Features of Helminth-Induced Immune Responses
Although each helminth pathogen triggers characteristic infections associated with the biology of the specific parasite, they all evoke immune responses that share common patterns. The first conserved feature of helminth infection is a T helper (Th) 2-type dominated immune response. Th2-type immunity is typically characterized by an increase in the levels of interleukin-4 (IL-4) and other Th2-type cytokines (including IL-5, IL-9, IL-13, and IL-21), activation and expansion of CD4+ Th2 cells, plasma cells secreting immunoglobulin E (IgE), eosinophils, mast cells, and basophils, all of which can produce various types of Th2-type cytokines (Jenkins et al., 2011). The other recurring immunological characteristic of helminth infection is the down regulation of the Th1-type and Th17-type responses and their associated inflammation. Th1-type responses are characterized with increases in the number of Th1 cells, cytotoxic CD8+ T cells, neutrophils and macrophages. Various cytokines that are expressed during Th2-type responses, including IL-4, IL-13, and IL-21 can also downregulate Th1-type and Th17-type.

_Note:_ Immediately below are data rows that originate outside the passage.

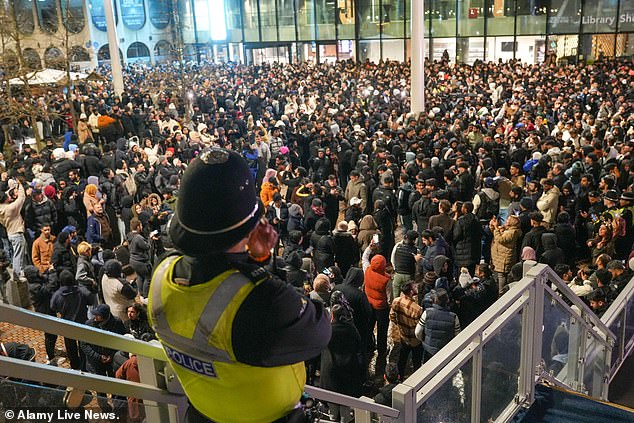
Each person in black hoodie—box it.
[24,266,59,364]
[522,211,546,257]
[51,270,94,370]
[539,232,566,269]
[333,267,374,369]
[332,221,360,275]
[128,219,152,298]
[80,304,128,412]
[553,211,577,266]
[51,231,76,276]
[374,363,400,407]
[310,217,335,272]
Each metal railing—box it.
[0,304,399,423]
[601,277,634,382]
[392,264,615,423]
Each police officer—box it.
[148,148,330,423]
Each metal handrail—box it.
[601,277,634,382]
[0,356,187,405]
[601,277,634,327]
[392,264,616,422]
[0,304,399,419]
[304,385,399,419]
[526,264,616,340]
[402,277,534,391]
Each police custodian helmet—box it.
[169,148,264,256]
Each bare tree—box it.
[0,0,47,150]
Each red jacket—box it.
[364,254,390,310]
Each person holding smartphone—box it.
[148,148,331,423]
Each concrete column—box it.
[410,0,425,113]
[103,0,123,97]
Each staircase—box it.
[0,263,634,423]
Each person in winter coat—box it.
[260,176,280,207]
[344,170,368,211]
[415,288,460,361]
[554,211,577,266]
[332,221,360,275]
[522,212,546,257]
[373,200,395,257]
[75,241,99,314]
[319,304,364,423]
[357,214,379,251]
[310,217,335,272]
[24,266,58,364]
[539,233,566,269]
[364,254,390,365]
[390,282,423,375]
[31,225,55,274]
[51,270,94,370]
[333,267,374,369]
[453,202,482,274]
[80,304,127,418]
[51,231,76,276]
[286,204,306,235]
[536,179,561,228]
[265,192,288,240]
[489,215,522,295]
[101,259,137,322]
[128,219,151,298]
[123,303,156,342]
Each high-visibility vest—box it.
[148,256,306,423]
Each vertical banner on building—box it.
[148,0,172,29]
[88,0,119,32]
[119,0,145,31]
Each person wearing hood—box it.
[51,231,76,275]
[80,304,128,412]
[489,215,522,295]
[373,200,395,257]
[260,175,280,207]
[304,198,326,232]
[536,179,561,228]
[522,212,546,257]
[344,170,368,210]
[24,266,58,364]
[473,176,500,222]
[415,288,461,361]
[310,217,335,272]
[262,193,288,241]
[333,267,374,369]
[332,221,360,275]
[453,202,483,274]
[127,219,151,298]
[390,282,423,376]
[101,259,137,323]
[284,250,310,293]
[539,232,566,269]
[364,254,390,374]
[51,270,94,370]
[357,214,379,251]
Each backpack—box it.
[397,188,412,215]
[476,192,500,221]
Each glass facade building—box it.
[181,0,634,63]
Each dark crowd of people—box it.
[0,56,634,421]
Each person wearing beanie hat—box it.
[458,267,473,289]
[80,304,128,388]
[148,148,331,422]
[51,270,93,370]
[391,230,421,298]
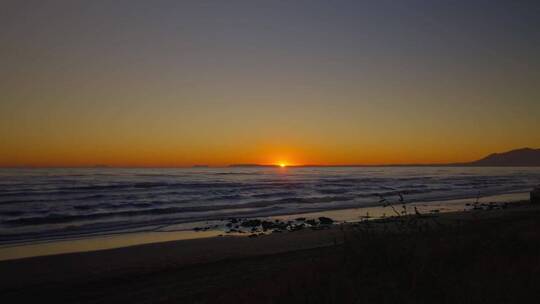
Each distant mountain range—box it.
[230,148,540,168]
[464,148,540,167]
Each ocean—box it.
[0,167,540,244]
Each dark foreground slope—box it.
[0,204,540,303]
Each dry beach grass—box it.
[0,203,540,303]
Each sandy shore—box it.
[0,193,529,261]
[0,198,540,302]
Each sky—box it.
[0,0,540,167]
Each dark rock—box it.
[531,186,540,204]
[241,220,261,227]
[319,216,334,225]
[306,219,318,226]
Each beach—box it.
[0,197,540,303]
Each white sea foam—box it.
[0,167,540,244]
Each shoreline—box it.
[0,192,529,261]
[0,198,540,303]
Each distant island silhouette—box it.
[229,148,540,168]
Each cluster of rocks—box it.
[465,202,508,210]
[193,216,334,237]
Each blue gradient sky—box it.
[0,0,540,166]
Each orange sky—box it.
[0,0,540,167]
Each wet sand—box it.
[0,193,529,261]
[0,203,540,303]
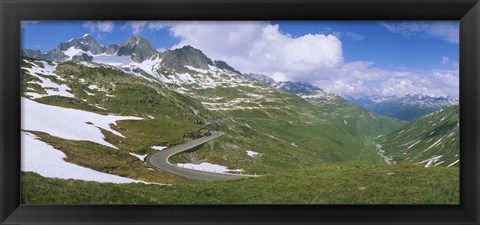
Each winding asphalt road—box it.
[145,131,257,181]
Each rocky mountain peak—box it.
[162,45,213,73]
[116,36,158,62]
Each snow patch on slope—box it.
[22,98,143,149]
[21,132,145,184]
[177,162,245,173]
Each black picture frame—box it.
[0,0,480,225]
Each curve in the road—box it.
[145,131,257,181]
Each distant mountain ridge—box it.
[345,94,458,121]
[377,105,460,167]
[22,34,458,124]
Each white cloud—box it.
[342,31,365,41]
[380,21,459,44]
[441,56,459,69]
[313,62,459,97]
[170,22,343,81]
[20,20,40,28]
[83,21,115,33]
[166,22,459,96]
[122,21,172,35]
[122,21,148,35]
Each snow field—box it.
[21,98,143,149]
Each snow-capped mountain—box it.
[345,94,458,121]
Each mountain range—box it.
[21,35,458,188]
[345,94,458,121]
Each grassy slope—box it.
[22,57,458,204]
[307,96,406,138]
[22,163,459,204]
[377,105,460,166]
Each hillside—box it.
[346,95,458,121]
[20,35,458,204]
[379,106,460,167]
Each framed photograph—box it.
[0,0,480,224]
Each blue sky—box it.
[22,21,459,96]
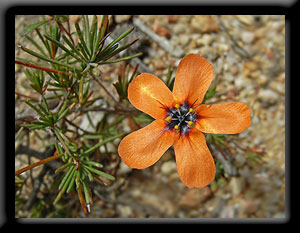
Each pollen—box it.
[188,121,194,126]
[165,116,172,122]
[165,102,199,135]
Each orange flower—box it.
[118,54,251,187]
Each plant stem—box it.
[15,151,63,176]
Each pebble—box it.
[179,187,212,210]
[229,176,246,196]
[161,161,177,175]
[15,15,285,218]
[258,88,279,107]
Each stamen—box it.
[165,101,198,135]
[165,116,172,122]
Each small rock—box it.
[117,161,132,175]
[196,34,213,46]
[179,187,212,209]
[258,88,279,107]
[161,161,176,175]
[173,23,186,35]
[179,34,190,46]
[241,31,254,44]
[229,177,246,196]
[243,61,259,77]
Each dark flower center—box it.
[165,102,199,135]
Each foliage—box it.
[15,15,141,217]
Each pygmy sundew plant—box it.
[118,54,251,187]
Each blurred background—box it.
[15,15,286,218]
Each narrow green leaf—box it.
[84,161,103,168]
[21,20,49,36]
[84,133,125,154]
[44,35,85,62]
[58,164,75,190]
[62,35,87,62]
[82,180,90,203]
[75,23,91,57]
[53,166,75,205]
[67,170,79,193]
[82,164,115,180]
[98,53,143,65]
[103,27,134,54]
[25,101,45,117]
[54,162,74,174]
[21,46,76,70]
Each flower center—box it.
[165,102,199,135]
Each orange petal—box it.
[195,102,251,134]
[173,54,213,104]
[174,129,216,188]
[128,73,173,119]
[118,120,174,169]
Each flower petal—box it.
[174,128,216,188]
[118,120,174,169]
[195,102,251,134]
[173,54,213,104]
[128,73,173,119]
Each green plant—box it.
[15,15,141,216]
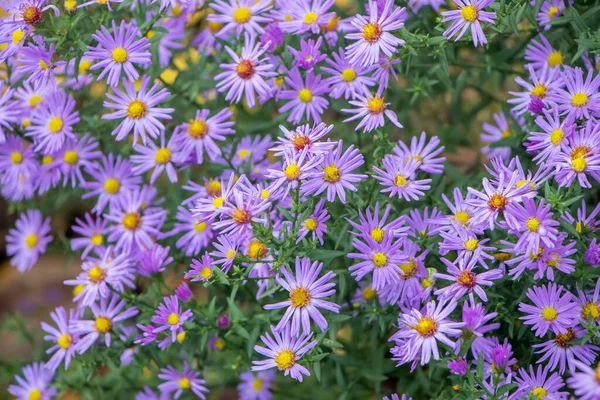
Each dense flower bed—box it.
[0,0,600,400]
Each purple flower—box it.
[6,210,52,272]
[84,20,151,87]
[279,68,329,124]
[102,76,175,144]
[442,0,496,47]
[8,363,58,400]
[264,257,340,336]
[252,323,317,382]
[345,0,406,67]
[158,362,209,400]
[519,283,577,337]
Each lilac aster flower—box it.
[302,140,367,204]
[237,371,275,400]
[264,257,340,336]
[152,296,194,343]
[252,323,317,382]
[279,68,329,124]
[173,108,235,164]
[215,32,277,108]
[8,363,58,400]
[158,362,209,400]
[102,76,175,144]
[342,88,402,132]
[548,67,600,119]
[394,132,446,174]
[208,0,272,38]
[346,0,406,67]
[6,210,52,272]
[373,154,431,201]
[442,0,496,47]
[84,20,151,87]
[72,294,138,354]
[519,283,577,337]
[65,247,135,306]
[27,90,79,153]
[296,199,330,245]
[567,361,600,400]
[390,300,465,365]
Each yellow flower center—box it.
[304,218,319,231]
[127,99,148,119]
[154,147,171,164]
[298,88,312,103]
[542,306,558,321]
[526,218,540,232]
[275,349,296,370]
[48,117,63,133]
[56,333,73,349]
[104,178,121,194]
[233,7,252,24]
[96,317,112,333]
[460,6,477,22]
[367,96,385,114]
[123,212,142,231]
[373,252,387,267]
[167,313,179,325]
[571,92,588,107]
[112,47,127,64]
[25,233,39,249]
[342,68,356,82]
[415,316,437,337]
[548,51,563,67]
[63,150,79,165]
[323,164,342,183]
[290,286,310,308]
[88,265,106,283]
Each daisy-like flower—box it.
[158,362,209,400]
[27,90,79,153]
[6,210,52,272]
[278,68,329,124]
[373,154,431,201]
[346,0,406,67]
[71,294,138,354]
[347,236,406,291]
[302,140,367,204]
[81,153,142,213]
[567,361,600,400]
[264,257,340,336]
[208,0,272,38]
[102,76,175,144]
[104,189,166,253]
[394,132,446,174]
[215,32,277,108]
[237,371,275,400]
[296,199,331,246]
[252,323,317,382]
[548,67,600,119]
[65,247,135,306]
[8,362,56,400]
[84,20,151,87]
[442,0,496,47]
[172,108,235,164]
[433,257,504,302]
[519,283,578,337]
[131,131,181,184]
[321,48,376,100]
[342,87,402,132]
[42,306,81,370]
[152,296,194,343]
[390,300,465,365]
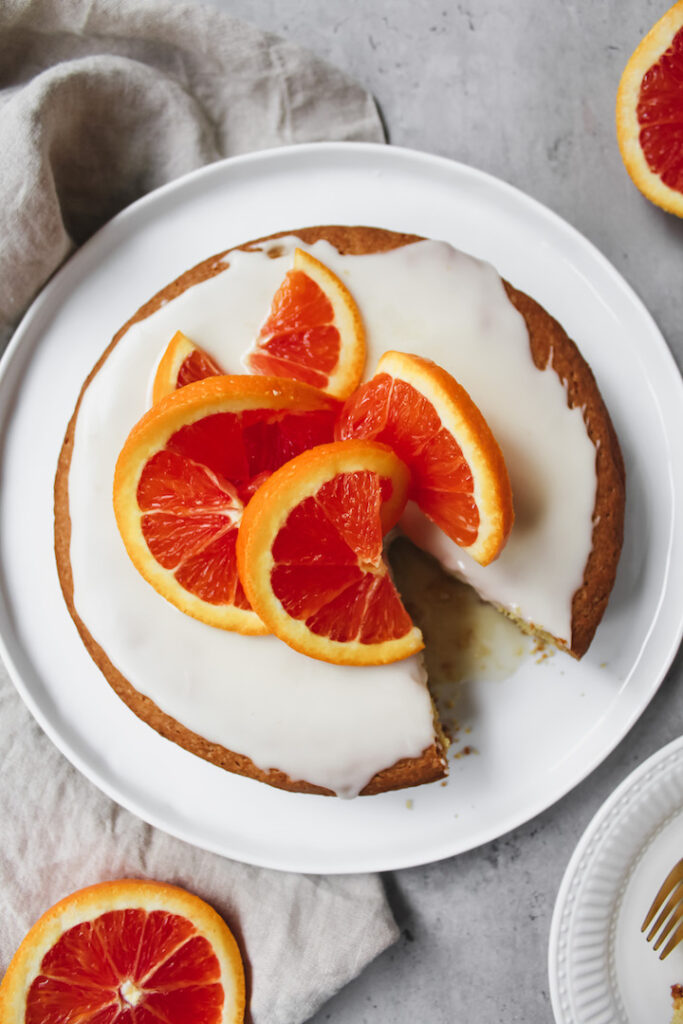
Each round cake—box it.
[55,226,625,796]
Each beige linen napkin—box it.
[0,0,397,1024]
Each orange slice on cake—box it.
[244,249,366,398]
[616,0,683,217]
[238,440,423,665]
[336,352,513,565]
[114,375,339,633]
[152,331,223,404]
[0,879,245,1024]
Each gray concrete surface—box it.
[147,0,683,1024]
[183,0,683,1024]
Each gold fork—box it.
[640,859,683,959]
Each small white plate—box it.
[0,143,683,871]
[548,736,683,1024]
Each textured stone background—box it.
[187,0,683,1024]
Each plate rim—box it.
[0,142,683,873]
[548,735,683,1024]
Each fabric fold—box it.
[0,0,397,1024]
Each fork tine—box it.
[647,889,683,949]
[647,883,683,937]
[640,859,683,941]
[652,907,683,959]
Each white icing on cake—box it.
[69,240,595,796]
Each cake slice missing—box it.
[55,227,624,796]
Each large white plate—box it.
[548,736,683,1024]
[0,143,683,871]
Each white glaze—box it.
[69,240,595,796]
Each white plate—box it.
[0,143,683,871]
[548,736,683,1024]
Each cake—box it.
[55,226,625,796]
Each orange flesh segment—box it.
[246,270,341,388]
[636,27,683,193]
[175,348,223,387]
[270,470,413,644]
[337,373,479,547]
[137,409,335,608]
[25,908,224,1024]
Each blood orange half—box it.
[0,879,245,1024]
[336,352,513,565]
[238,441,423,665]
[244,249,366,398]
[152,331,223,406]
[114,376,339,633]
[616,0,683,217]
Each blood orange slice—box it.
[238,441,423,665]
[244,249,366,398]
[152,331,223,404]
[616,0,683,217]
[114,376,339,633]
[0,879,245,1024]
[336,352,513,565]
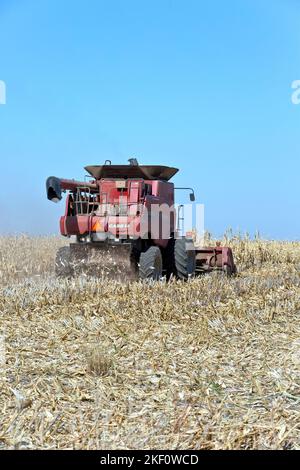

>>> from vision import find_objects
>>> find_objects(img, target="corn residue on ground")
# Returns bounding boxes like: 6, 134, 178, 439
0, 236, 300, 449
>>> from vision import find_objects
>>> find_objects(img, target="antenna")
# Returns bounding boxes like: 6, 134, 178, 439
128, 158, 139, 166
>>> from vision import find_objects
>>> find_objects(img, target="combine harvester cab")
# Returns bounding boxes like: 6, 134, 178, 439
46, 159, 236, 280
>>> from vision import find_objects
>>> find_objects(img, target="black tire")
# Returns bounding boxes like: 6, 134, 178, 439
175, 238, 196, 281
139, 246, 163, 281
223, 264, 237, 277
162, 238, 176, 281
55, 246, 73, 277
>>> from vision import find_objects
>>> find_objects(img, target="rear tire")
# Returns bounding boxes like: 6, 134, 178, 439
139, 246, 163, 281
162, 237, 176, 281
175, 238, 196, 281
55, 246, 73, 277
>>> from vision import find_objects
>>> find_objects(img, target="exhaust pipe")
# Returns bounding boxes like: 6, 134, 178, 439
46, 176, 62, 203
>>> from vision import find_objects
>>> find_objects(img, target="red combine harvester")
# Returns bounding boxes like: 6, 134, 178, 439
46, 159, 236, 280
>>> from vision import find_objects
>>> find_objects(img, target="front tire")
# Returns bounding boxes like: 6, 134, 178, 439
139, 246, 163, 281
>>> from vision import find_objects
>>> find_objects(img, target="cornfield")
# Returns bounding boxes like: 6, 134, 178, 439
0, 235, 300, 449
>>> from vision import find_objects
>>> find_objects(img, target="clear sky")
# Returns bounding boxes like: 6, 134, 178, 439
0, 0, 300, 239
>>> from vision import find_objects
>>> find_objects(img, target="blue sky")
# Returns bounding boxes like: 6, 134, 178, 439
0, 0, 300, 239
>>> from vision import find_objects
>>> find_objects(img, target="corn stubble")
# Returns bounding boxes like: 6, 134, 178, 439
0, 236, 300, 449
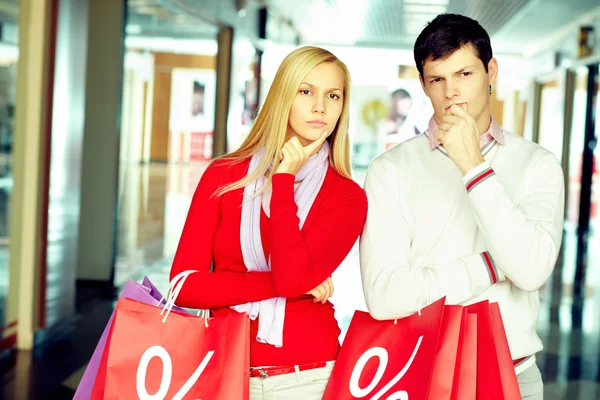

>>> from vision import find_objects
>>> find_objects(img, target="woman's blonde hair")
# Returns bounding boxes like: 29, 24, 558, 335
216, 46, 351, 196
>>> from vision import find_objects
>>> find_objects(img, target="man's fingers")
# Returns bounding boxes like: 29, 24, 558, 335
450, 104, 472, 120
441, 114, 462, 125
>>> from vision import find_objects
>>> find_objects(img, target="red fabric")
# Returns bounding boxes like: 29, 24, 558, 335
171, 160, 367, 366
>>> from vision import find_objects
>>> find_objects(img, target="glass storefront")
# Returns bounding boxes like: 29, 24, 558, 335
0, 0, 19, 346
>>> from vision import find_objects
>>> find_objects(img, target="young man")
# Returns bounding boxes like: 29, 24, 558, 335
360, 14, 564, 400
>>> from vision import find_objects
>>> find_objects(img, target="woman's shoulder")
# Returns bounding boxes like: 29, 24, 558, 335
203, 157, 250, 183
323, 166, 367, 205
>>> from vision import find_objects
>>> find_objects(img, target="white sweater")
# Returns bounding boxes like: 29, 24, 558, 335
360, 131, 564, 373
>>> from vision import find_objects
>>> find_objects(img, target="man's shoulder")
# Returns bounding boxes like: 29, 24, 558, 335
502, 130, 561, 167
372, 132, 429, 164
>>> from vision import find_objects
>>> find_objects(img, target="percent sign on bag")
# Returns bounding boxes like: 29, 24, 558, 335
323, 298, 445, 400
93, 299, 250, 400
135, 346, 215, 400
350, 336, 423, 400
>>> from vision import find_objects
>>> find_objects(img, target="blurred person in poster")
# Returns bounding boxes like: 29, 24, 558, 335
192, 81, 205, 117
384, 89, 421, 150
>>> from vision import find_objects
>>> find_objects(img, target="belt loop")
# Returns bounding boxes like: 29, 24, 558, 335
294, 365, 300, 380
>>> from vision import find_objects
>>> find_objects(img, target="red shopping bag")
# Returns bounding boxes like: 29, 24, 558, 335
451, 309, 477, 400
427, 306, 466, 400
323, 298, 452, 400
91, 299, 250, 400
467, 300, 521, 400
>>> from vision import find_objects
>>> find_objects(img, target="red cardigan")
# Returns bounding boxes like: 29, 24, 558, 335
171, 160, 367, 366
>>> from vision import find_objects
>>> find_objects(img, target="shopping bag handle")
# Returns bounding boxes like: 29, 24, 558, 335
159, 270, 209, 328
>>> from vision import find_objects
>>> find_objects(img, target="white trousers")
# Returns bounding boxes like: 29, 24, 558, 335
250, 361, 335, 400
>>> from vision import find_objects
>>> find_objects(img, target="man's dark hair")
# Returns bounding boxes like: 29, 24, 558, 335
414, 14, 492, 77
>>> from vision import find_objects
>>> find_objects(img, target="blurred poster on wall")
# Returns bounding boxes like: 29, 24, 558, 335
169, 68, 217, 162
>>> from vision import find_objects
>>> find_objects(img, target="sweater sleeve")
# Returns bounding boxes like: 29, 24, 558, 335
270, 174, 367, 298
463, 153, 564, 292
170, 164, 277, 309
360, 159, 504, 320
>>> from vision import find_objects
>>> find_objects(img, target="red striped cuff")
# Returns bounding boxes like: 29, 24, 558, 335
466, 167, 496, 192
481, 251, 502, 284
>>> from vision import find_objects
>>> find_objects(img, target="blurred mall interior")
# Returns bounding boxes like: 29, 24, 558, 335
0, 0, 600, 400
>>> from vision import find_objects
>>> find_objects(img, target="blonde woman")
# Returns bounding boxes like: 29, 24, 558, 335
171, 47, 367, 400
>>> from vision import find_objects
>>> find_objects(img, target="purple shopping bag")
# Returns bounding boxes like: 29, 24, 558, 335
73, 277, 186, 400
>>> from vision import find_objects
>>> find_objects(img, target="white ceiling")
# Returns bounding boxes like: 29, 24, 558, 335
266, 0, 600, 53
123, 0, 600, 55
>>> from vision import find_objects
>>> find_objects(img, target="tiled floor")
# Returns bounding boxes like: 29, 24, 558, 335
0, 165, 600, 400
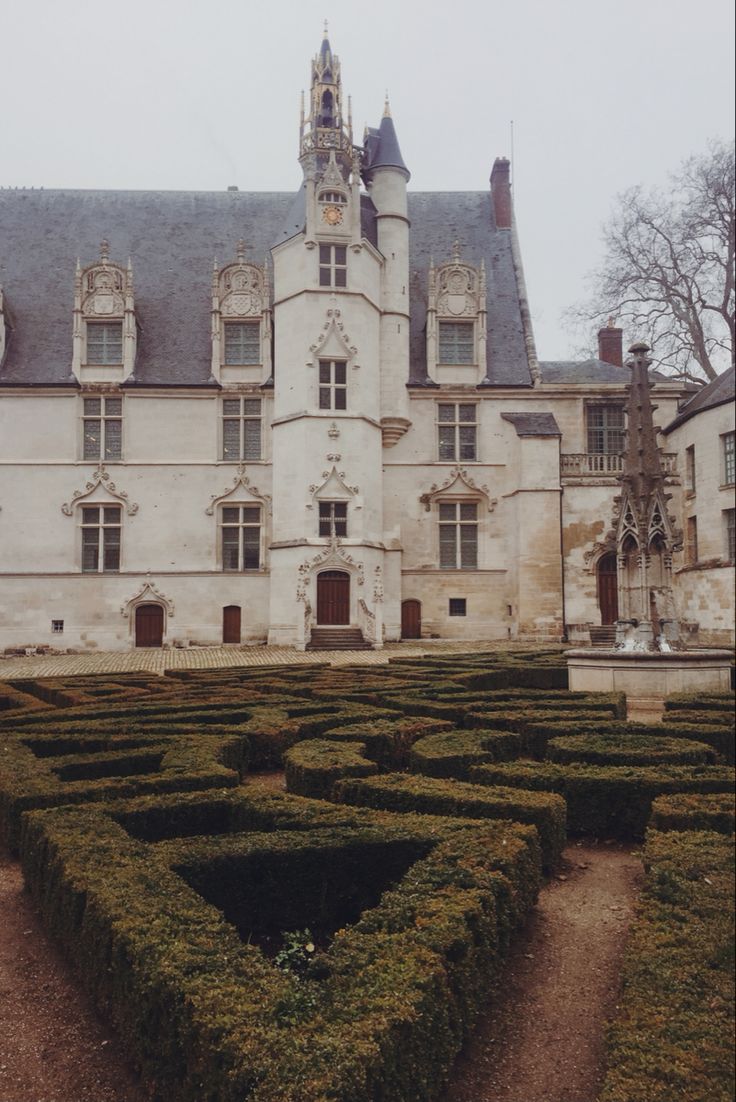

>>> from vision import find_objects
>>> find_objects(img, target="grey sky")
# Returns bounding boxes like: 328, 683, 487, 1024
0, 0, 734, 359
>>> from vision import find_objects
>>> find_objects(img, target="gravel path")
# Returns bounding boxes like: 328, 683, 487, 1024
0, 855, 148, 1102
442, 843, 641, 1102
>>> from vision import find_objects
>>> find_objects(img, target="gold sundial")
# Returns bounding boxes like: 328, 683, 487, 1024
322, 206, 343, 226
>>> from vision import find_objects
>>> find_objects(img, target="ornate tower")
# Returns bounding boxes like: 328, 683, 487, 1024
614, 343, 681, 650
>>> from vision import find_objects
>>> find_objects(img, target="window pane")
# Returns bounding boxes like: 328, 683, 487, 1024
84, 421, 101, 460
105, 421, 122, 460
242, 528, 261, 570
223, 419, 240, 460
243, 421, 261, 460
459, 425, 475, 460
440, 424, 455, 460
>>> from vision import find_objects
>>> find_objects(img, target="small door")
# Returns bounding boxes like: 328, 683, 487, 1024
136, 605, 163, 647
223, 605, 240, 642
317, 570, 350, 624
401, 601, 422, 639
598, 554, 618, 624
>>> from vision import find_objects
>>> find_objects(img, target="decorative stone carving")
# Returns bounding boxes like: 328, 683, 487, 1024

A further important dimension in helminth infection is the differentiation of alternatively activated macrophages (aaMφs) under the influence of Th2-type cytokines. While aaMφs are recruited to the site of infection and are implicated as functional effectors, they also have strong anti-inflammatory properties and highly express genes whose functions relate to the repair of extracellular matrices, wound healing and fibrosis. The overall outcome of a helminth infection may then be an environment with down-regulated proinflammatory responsiveness, activated damage repair mechanisms and a tightly controlled development of Th2 anti-parasite effector responses (see Cook et al., 2012).
Hence, helminth parasites are master regulators of immune responses utilizing complex mechanisms to favor long-term persistence in the host. Mechanistically, parasite modulation of the immune system is likely to be effected through the release of soluble mediators which ligate, degrade or otherwise interact with host immune cells and molecules (Lightowlers and Rickard, 1988). Much of the earlier literature on immunological effects of helminth products depended on crude extract (such as SEA schistosome eggs antigen), although the degree to which the host is exposed to constituent molecules was uncertain. While both somatically derived and secreted products are known to have immunological activity (Johnston et al., 2009), the secreted helminth modulators are those most likely to be physiological actors at the interface between live parasites and the host (Hewitson et al., 2009). For that reason, research has focused on identifying “excretory-secretory” (ES) products released by live worms with immunomodulatory properties (for reviews on the subject: Maizels and Yazdanbakhsh, 2003; Thomas and Harn, 2004; Dzik, 2006).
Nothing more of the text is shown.